Photo credit: Bill McChesney, CC BY 2.0.

So here’s how I decided where to make my donation, in response to the Charlottesville white nationalist rally:

  1. I could have donated to one of the GoFundMes, but even though I knew they were probably legitimate, I didn’t have time to research them thoroughly.
  2. I saw a lot of people suggesting that we all donate to the Albemarle-Charlottesville NAACP, and that was my initial instinct—but then I wondered if, instead of supporting just the NAACP, I should make a bunch of small donations to a lot of different organizations to cover, like, the breadth of Nazi hatred.
  3. That’s when I got the bright idea to donate to the ACLU Foundation of Virginia, because the ACLU helps everybody.

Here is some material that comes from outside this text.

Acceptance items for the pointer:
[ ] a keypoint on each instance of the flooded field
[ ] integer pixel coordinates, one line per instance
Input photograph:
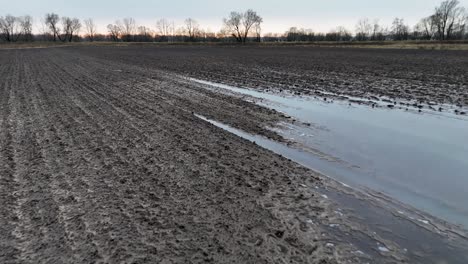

Which is how I ended up donating to the organization that sued the city of Charlottesville to ensure that this weekend’s rally was allowed to happen:

The American Civil Liberties Union (ACLU) of Virginia and Charlottesville-based Rutherford Institute issued a joint letter Tuesday, August 8, demanding that the city let white activist Jason Kessler hold his Unite the Right rally at Emancipation Park on August 12.

Charlottesville City Manager Maurice Jones announced Monday, August 7, that the city would only allow Kessler to hold the rally at McIntire Park. Officials have expressed concerns over logistics and safety as their reasons to move the event away from downtown Charlottesville.

Because the ACLU helps everybody.

I understand, on an intellectual level, the importance of ensuring free speech for all. But, on an emotional level, I am not ready to get behind this particular free speech activity.

And it made me think about how I have no idea what these organizations to which I’ve been donating actually do.

Even though I did come back and make a donation to the NAACP, for example, I don’t know what they do beyond the mission statement on their website. I don’t really know what the Southern Poverty Law Center does. I do know what Planned Parenthood does, and I don’t know if that’s because they provide a list of services that are easy to quantify or if it’s because I interact with more people who have used those services.

It’s clear that I need to do a little more work before my next donation. Even if the ACLU of Virginia hadn’t sued to allow the rally to happen as planned—a rally which they have since publicly condemned—they still wouldn’t have been the right organization to support as a response to white nationalism. (“I would like to publicly state that I am against Nazis, so I’m going to stand up for… free speech and First Amendment rights.”)

I feel more than a little embarrassed that I didn’t think this all the way through before shoving my credit card number at the internet.